At some institutions, PAs will do a lot of the opening and closing in operations. Per what I heard from a couple of residents on surgery months, the attending may not even come into the room in some heart surgery cases until the chest is open and ready for bypass. PAs do vein harvests, lots of procedures like lines and chest tubes. Of course, the attending still has the responsibility. I don't think there are any surgeries where PAs do everything start to finish, clearly. But they do a lot of the standard, technical work.
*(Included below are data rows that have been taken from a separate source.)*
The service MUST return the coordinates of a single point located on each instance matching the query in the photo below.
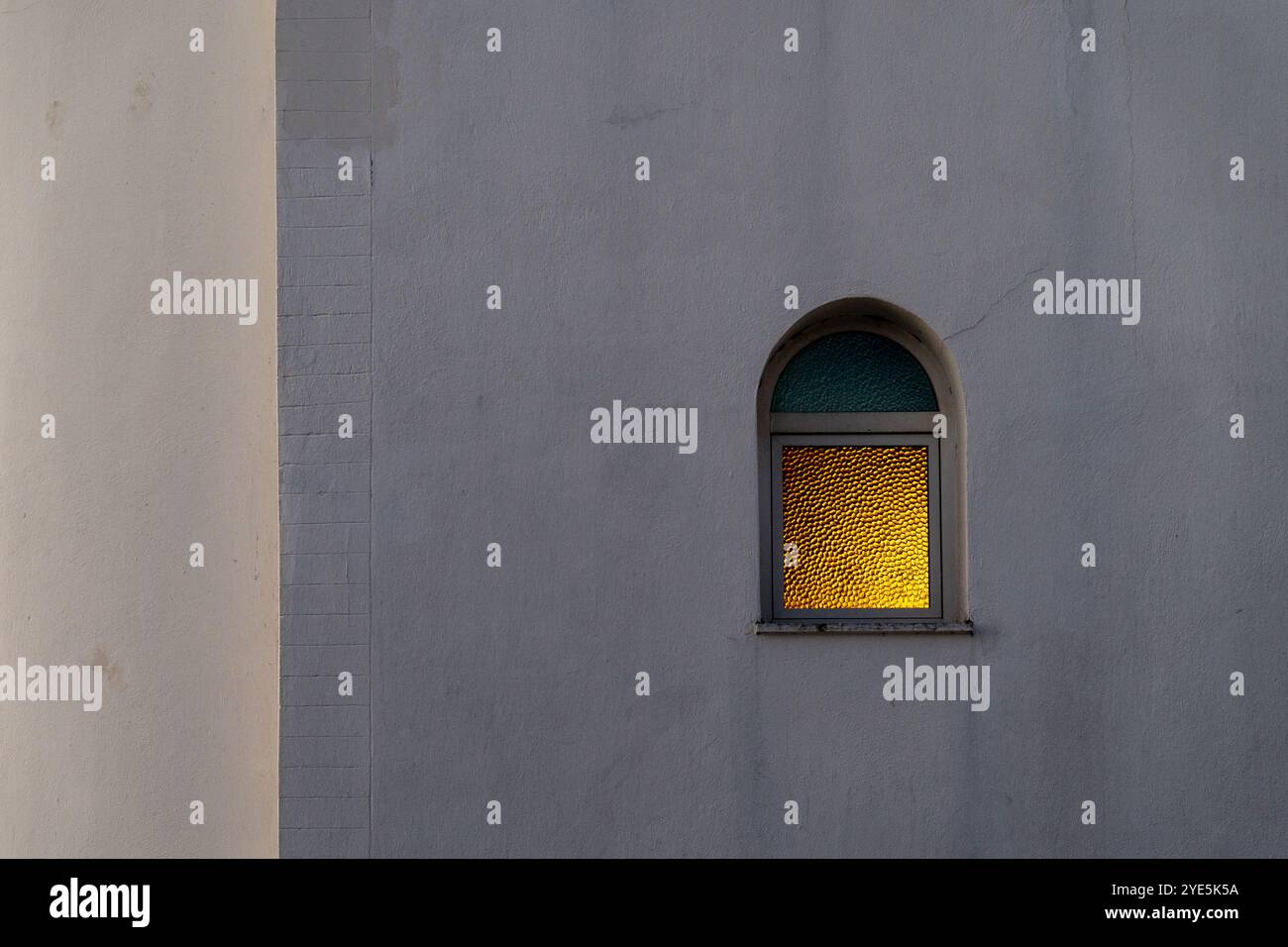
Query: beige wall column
(165, 427)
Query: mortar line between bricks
(338, 585)
(322, 766)
(321, 344)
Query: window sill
(872, 626)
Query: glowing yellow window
(857, 517)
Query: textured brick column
(323, 98)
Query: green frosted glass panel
(854, 371)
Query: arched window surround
(871, 315)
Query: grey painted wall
(772, 167)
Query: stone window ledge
(871, 626)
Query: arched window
(862, 475)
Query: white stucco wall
(165, 427)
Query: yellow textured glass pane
(859, 519)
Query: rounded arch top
(853, 371)
(905, 356)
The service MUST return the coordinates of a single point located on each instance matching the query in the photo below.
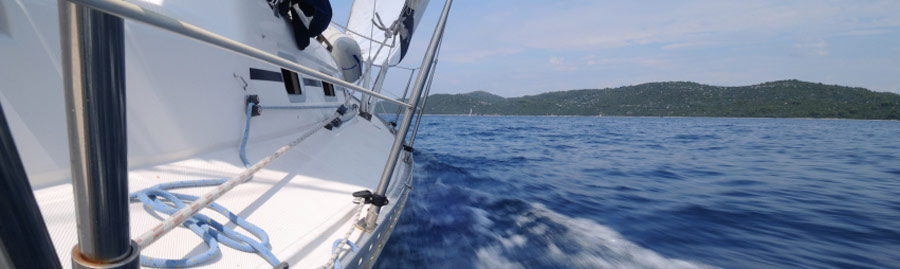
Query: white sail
(398, 16)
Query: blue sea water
(579, 192)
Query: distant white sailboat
(256, 126)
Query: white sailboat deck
(302, 200)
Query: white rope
(346, 238)
(185, 213)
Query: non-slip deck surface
(302, 200)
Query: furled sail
(373, 23)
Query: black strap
(370, 198)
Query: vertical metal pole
(24, 240)
(93, 60)
(400, 136)
(405, 91)
(412, 139)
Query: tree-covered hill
(787, 98)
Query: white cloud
(477, 55)
(560, 64)
(814, 47)
(556, 60)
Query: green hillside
(788, 98)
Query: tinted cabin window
(291, 82)
(329, 89)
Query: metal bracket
(253, 99)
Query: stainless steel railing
(137, 13)
(82, 77)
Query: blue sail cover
(405, 14)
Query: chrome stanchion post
(93, 60)
(400, 136)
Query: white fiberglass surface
(302, 200)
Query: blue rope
(337, 260)
(246, 135)
(212, 232)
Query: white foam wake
(590, 245)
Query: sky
(527, 47)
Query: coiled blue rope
(210, 230)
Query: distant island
(778, 99)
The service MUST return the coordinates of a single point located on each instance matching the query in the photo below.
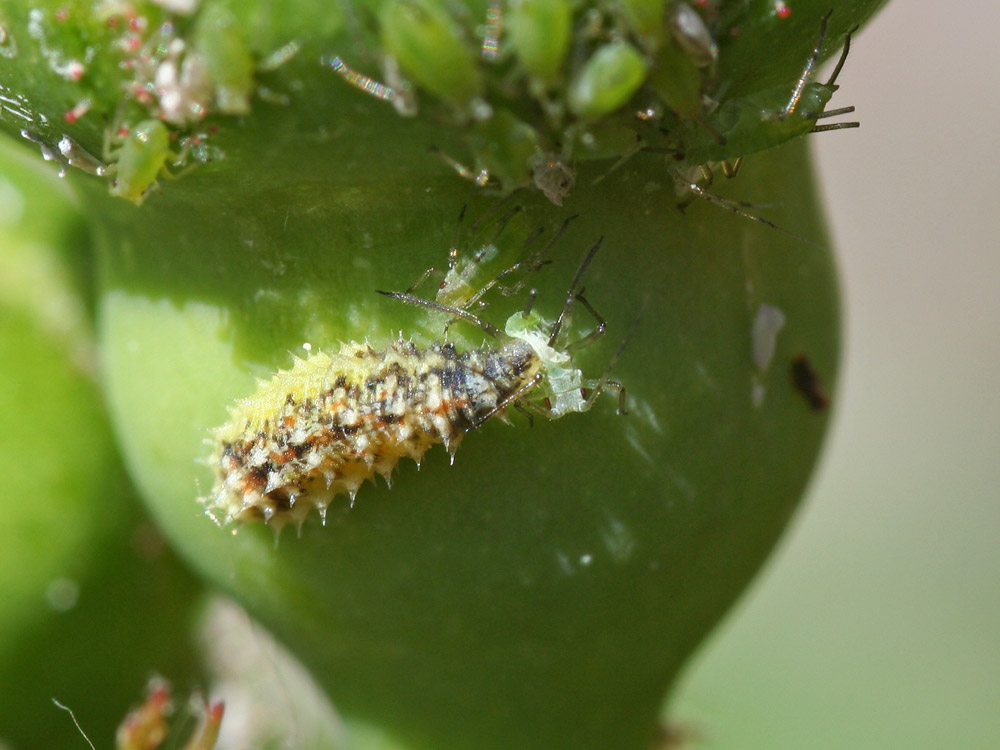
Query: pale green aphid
(685, 52)
(645, 19)
(227, 59)
(540, 31)
(431, 48)
(607, 80)
(141, 159)
(755, 123)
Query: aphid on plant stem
(141, 160)
(334, 420)
(744, 126)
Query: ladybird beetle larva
(336, 419)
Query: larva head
(514, 364)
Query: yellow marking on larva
(331, 422)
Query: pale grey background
(877, 624)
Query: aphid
(492, 29)
(430, 48)
(539, 32)
(360, 81)
(744, 126)
(227, 59)
(140, 161)
(607, 80)
(334, 420)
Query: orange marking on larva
(286, 450)
(331, 422)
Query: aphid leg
(72, 715)
(513, 398)
(527, 410)
(532, 296)
(807, 71)
(480, 178)
(606, 383)
(456, 312)
(593, 335)
(420, 280)
(574, 289)
(733, 206)
(609, 385)
(708, 174)
(531, 264)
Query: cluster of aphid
(337, 419)
(146, 728)
(179, 63)
(608, 81)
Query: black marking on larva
(331, 422)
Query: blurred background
(877, 623)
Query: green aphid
(505, 146)
(540, 31)
(430, 47)
(141, 160)
(607, 80)
(644, 18)
(227, 59)
(755, 123)
(688, 49)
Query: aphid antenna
(575, 288)
(456, 312)
(480, 178)
(593, 335)
(492, 211)
(513, 398)
(807, 71)
(72, 715)
(503, 221)
(832, 81)
(734, 207)
(606, 383)
(532, 264)
(453, 249)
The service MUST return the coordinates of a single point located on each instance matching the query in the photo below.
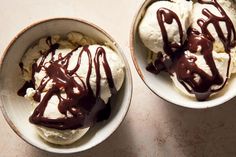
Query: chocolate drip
(84, 106)
(175, 60)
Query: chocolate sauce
(175, 60)
(84, 106)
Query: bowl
(161, 84)
(17, 110)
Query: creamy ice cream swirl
(175, 59)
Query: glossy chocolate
(85, 106)
(176, 61)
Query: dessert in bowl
(185, 50)
(76, 82)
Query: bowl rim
(144, 5)
(128, 77)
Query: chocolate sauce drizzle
(84, 106)
(194, 79)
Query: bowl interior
(17, 110)
(161, 84)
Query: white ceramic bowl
(17, 110)
(161, 84)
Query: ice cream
(194, 41)
(70, 83)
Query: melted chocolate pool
(176, 61)
(84, 106)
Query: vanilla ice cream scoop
(150, 32)
(71, 87)
(200, 64)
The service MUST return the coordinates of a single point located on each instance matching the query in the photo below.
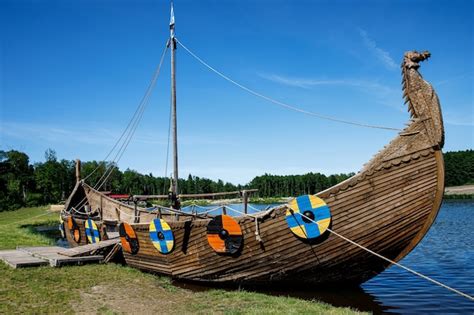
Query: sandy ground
(459, 190)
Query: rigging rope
(391, 261)
(285, 105)
(128, 133)
(143, 105)
(167, 152)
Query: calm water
(445, 254)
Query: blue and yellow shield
(162, 236)
(308, 216)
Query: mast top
(172, 20)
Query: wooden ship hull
(387, 207)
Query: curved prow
(423, 103)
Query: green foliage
(459, 167)
(294, 185)
(51, 181)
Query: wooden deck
(89, 249)
(20, 259)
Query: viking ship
(387, 207)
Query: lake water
(446, 254)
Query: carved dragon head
(412, 58)
(423, 103)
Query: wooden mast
(173, 112)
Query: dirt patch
(136, 298)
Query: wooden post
(245, 196)
(136, 215)
(174, 127)
(78, 170)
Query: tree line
(459, 167)
(51, 181)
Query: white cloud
(308, 83)
(381, 54)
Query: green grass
(459, 197)
(116, 289)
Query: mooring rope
(272, 100)
(391, 261)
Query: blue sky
(73, 72)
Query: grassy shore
(116, 289)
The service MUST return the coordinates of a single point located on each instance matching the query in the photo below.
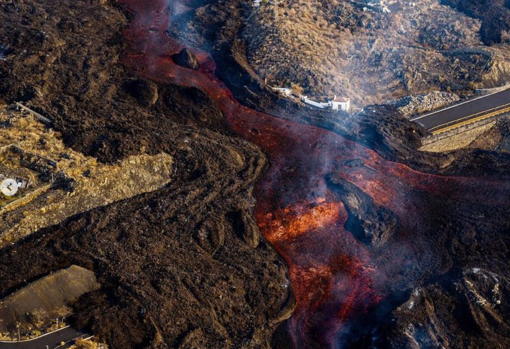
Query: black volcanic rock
(186, 59)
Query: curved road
(474, 110)
(51, 340)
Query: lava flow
(334, 275)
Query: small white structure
(338, 103)
(341, 103)
(287, 92)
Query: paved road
(50, 341)
(467, 112)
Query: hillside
(355, 50)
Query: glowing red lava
(334, 276)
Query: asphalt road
(50, 341)
(463, 110)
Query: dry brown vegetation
(336, 47)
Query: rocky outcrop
(368, 222)
(462, 312)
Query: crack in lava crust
(335, 277)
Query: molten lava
(335, 277)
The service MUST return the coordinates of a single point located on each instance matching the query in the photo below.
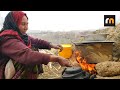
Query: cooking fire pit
(95, 51)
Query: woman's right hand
(62, 61)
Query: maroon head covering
(17, 15)
(12, 21)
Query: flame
(83, 63)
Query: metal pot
(95, 51)
(95, 37)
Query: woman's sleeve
(16, 50)
(39, 43)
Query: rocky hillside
(113, 35)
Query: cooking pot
(67, 51)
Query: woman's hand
(62, 61)
(57, 47)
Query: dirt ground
(51, 72)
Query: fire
(83, 63)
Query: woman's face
(23, 25)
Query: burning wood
(83, 63)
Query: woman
(16, 47)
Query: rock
(108, 68)
(114, 77)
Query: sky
(66, 20)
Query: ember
(83, 63)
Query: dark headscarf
(12, 21)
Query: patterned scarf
(12, 21)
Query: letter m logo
(109, 20)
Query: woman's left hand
(57, 47)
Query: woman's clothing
(13, 47)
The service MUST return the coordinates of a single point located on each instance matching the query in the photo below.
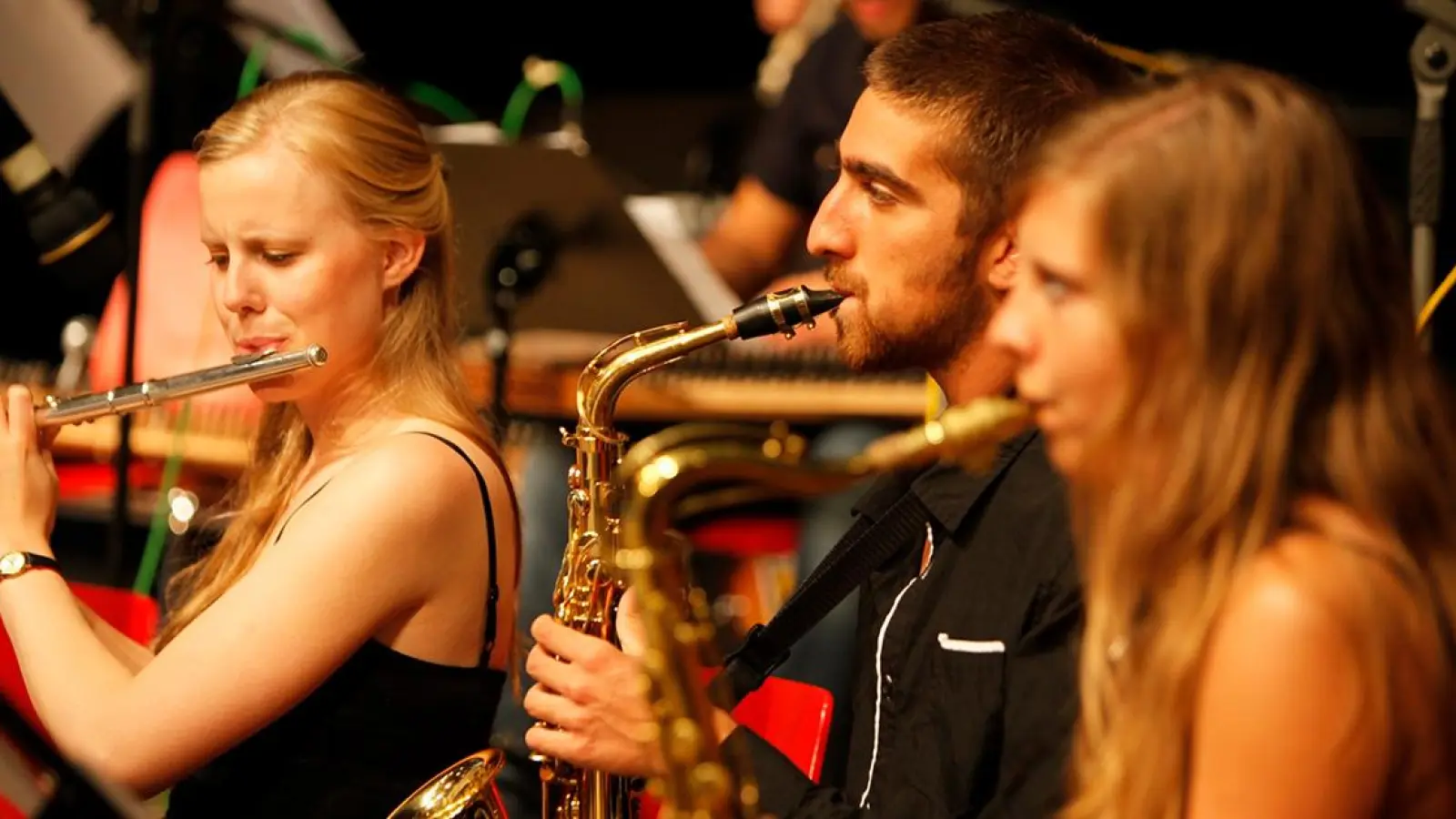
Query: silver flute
(123, 399)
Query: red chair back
(177, 325)
(793, 716)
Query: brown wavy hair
(370, 147)
(1261, 293)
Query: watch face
(11, 562)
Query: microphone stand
(521, 263)
(1433, 60)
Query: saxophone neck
(631, 358)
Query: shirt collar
(945, 490)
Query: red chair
(791, 716)
(130, 614)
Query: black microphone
(77, 241)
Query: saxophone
(657, 475)
(586, 595)
(587, 589)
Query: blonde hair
(1259, 292)
(370, 147)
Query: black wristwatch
(15, 564)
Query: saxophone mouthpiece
(783, 310)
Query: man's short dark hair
(997, 84)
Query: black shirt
(966, 694)
(795, 155)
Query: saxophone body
(587, 586)
(703, 780)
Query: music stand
(70, 792)
(606, 276)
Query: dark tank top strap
(494, 595)
(313, 494)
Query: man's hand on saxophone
(594, 695)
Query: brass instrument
(244, 369)
(657, 475)
(587, 589)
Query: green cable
(565, 77)
(570, 85)
(424, 94)
(157, 532)
(514, 116)
(258, 57)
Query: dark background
(670, 79)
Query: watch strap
(31, 561)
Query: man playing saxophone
(966, 693)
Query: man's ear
(402, 254)
(1001, 259)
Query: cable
(424, 94)
(258, 57)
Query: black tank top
(360, 743)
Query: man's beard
(961, 317)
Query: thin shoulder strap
(313, 494)
(490, 532)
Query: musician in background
(344, 640)
(966, 687)
(1213, 325)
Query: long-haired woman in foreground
(342, 642)
(1215, 329)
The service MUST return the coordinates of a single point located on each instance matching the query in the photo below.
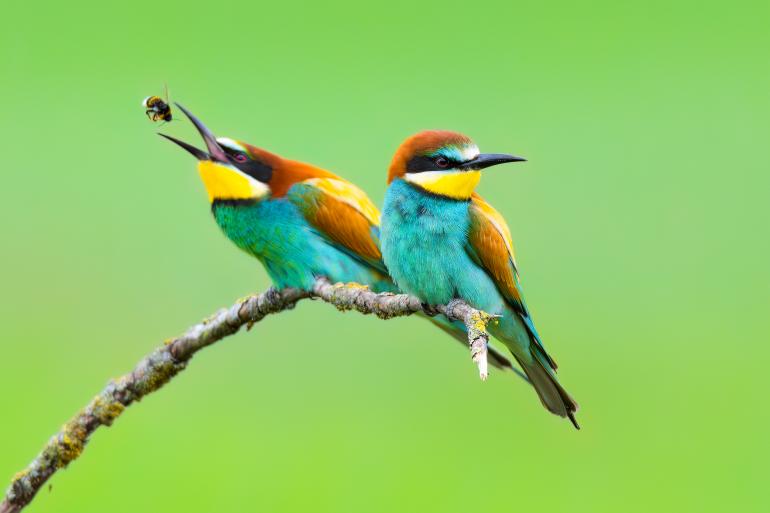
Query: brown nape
(423, 143)
(286, 172)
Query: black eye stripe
(424, 163)
(251, 167)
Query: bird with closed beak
(300, 221)
(441, 241)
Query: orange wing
(343, 213)
(489, 244)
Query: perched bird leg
(476, 324)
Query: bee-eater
(441, 241)
(302, 222)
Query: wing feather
(490, 244)
(343, 213)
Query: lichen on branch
(166, 361)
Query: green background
(641, 225)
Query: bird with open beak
(300, 221)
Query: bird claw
(479, 356)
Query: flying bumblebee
(156, 108)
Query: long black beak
(215, 150)
(486, 160)
(198, 154)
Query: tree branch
(165, 362)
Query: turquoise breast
(423, 238)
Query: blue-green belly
(292, 251)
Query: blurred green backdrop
(640, 223)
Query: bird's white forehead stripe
(229, 143)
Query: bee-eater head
(230, 170)
(443, 163)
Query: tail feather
(553, 396)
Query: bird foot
(479, 357)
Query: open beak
(215, 150)
(486, 160)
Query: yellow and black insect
(156, 108)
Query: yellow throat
(226, 183)
(453, 184)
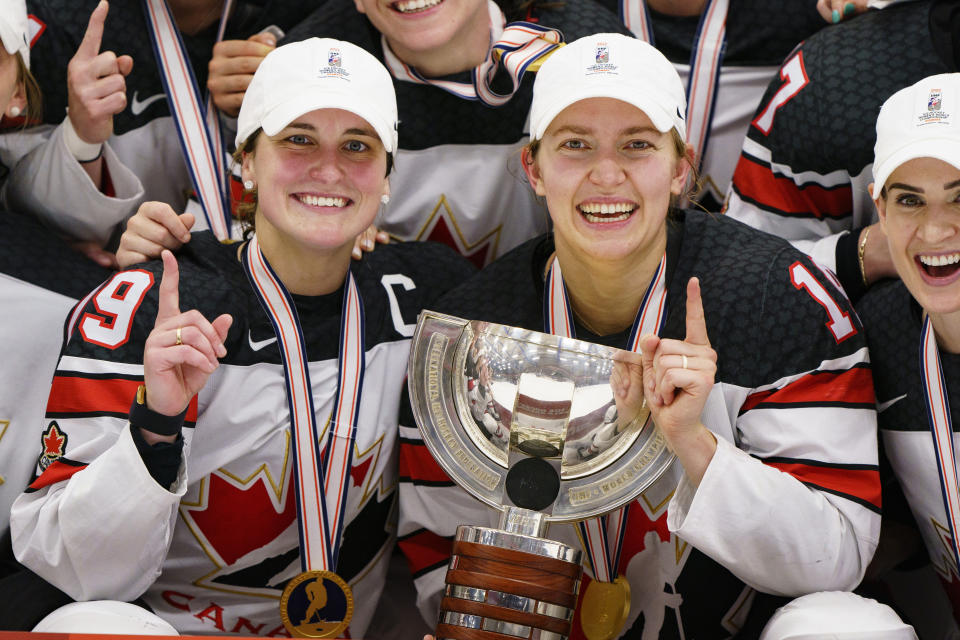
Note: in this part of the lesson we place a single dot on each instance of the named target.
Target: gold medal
(605, 608)
(316, 604)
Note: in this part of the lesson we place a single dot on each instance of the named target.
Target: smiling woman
(284, 354)
(744, 344)
(916, 190)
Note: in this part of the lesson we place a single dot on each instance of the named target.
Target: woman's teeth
(607, 212)
(321, 201)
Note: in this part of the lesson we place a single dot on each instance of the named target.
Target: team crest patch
(598, 60)
(334, 66)
(54, 442)
(933, 109)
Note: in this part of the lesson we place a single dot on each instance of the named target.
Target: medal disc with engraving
(316, 604)
(605, 608)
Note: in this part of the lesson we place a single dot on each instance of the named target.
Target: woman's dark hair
(34, 110)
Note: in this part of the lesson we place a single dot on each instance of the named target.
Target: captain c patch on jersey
(54, 443)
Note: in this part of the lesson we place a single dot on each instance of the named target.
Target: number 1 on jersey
(840, 325)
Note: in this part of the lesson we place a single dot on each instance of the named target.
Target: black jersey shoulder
(851, 68)
(429, 115)
(507, 291)
(126, 33)
(34, 254)
(758, 32)
(763, 324)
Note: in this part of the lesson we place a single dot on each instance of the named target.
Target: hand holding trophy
(544, 429)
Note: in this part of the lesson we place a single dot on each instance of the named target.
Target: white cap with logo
(319, 73)
(13, 28)
(839, 615)
(919, 121)
(609, 65)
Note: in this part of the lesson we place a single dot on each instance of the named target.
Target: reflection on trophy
(544, 429)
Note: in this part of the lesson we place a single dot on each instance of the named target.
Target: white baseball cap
(836, 615)
(609, 65)
(105, 617)
(13, 28)
(319, 73)
(919, 121)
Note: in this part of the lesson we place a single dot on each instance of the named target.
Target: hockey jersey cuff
(161, 459)
(143, 417)
(690, 506)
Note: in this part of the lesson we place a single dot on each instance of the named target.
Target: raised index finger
(169, 299)
(696, 321)
(90, 45)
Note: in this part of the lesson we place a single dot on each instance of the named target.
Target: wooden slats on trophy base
(514, 573)
(485, 610)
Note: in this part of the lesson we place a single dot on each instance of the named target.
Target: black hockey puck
(533, 484)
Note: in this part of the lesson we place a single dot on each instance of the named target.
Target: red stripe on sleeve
(853, 386)
(756, 182)
(859, 483)
(70, 394)
(416, 463)
(56, 472)
(425, 549)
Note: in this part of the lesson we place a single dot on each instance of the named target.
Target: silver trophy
(544, 429)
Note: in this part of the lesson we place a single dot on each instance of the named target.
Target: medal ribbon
(706, 58)
(213, 122)
(941, 428)
(204, 161)
(517, 47)
(322, 481)
(598, 533)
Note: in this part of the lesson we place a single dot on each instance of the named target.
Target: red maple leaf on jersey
(53, 442)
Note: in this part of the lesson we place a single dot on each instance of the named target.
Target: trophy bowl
(544, 429)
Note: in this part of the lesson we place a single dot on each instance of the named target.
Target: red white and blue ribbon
(517, 47)
(213, 121)
(603, 537)
(204, 161)
(941, 428)
(706, 58)
(322, 479)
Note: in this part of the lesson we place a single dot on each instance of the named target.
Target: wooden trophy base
(505, 586)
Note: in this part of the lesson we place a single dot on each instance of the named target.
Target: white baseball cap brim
(304, 76)
(946, 149)
(634, 72)
(919, 121)
(14, 28)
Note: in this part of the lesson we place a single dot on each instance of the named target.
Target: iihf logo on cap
(934, 112)
(334, 66)
(597, 60)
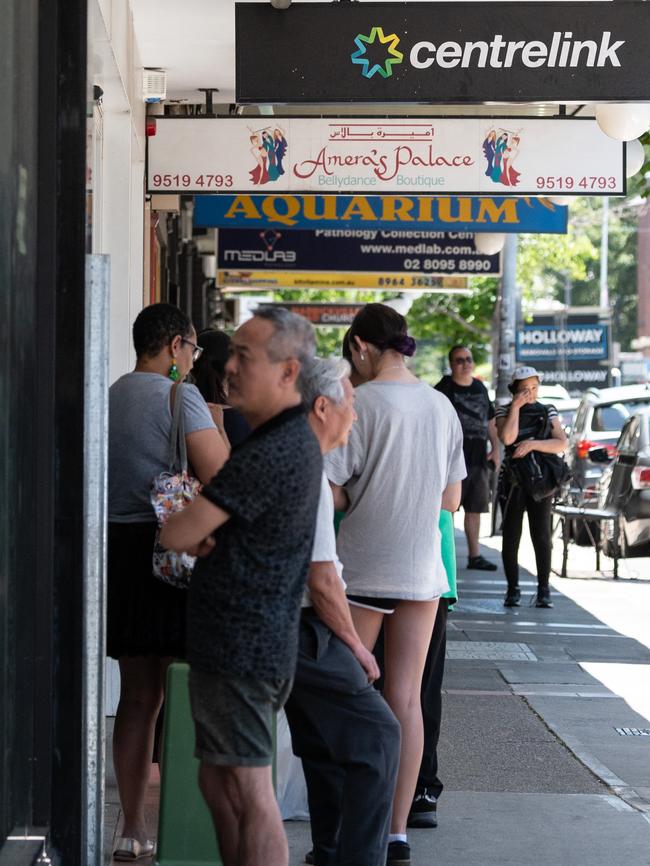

There's a new hospital show coming out, apparently, on FOX. I imagine it will be quite realistic and have true to life situations. 🙄
 
yaah said:
At some institutions, PAs will do a lot of the opening and closing in operations. Per what I heard from a couple of residents on surgery months, the attending may not even come into the room in some heart surgery cases until the chest is open and ready for bypass. PAs do vein harvests, lots of procedures like lines and chest tubes. Of course, the attending still has the responsibility. I don't think there are any surgeries where PAs do everything start to finish, clearly. But they do a lot of the standard, technical work.

There's a new hospital show coming out, apparently, on FOX. I imagine it will be quite realistic and have true to life situations. 🙄

Yeah, that's what I thought you meant. I'm not aware of anywhere that the PA is the surgeon of record-can't imagine an insurer covering them. Just wanted to make sure so someone else reading this forum didn't get the wrong idea about several things.
 
Molly Maquire said:
I think I just saw the same episode. Was it the one with the 200-lb NF tumor?


That's the one
 
At my med school, the cardiovascular surgeons always had a PA open, harvest the vein while the surgeon worked on the heart and then close.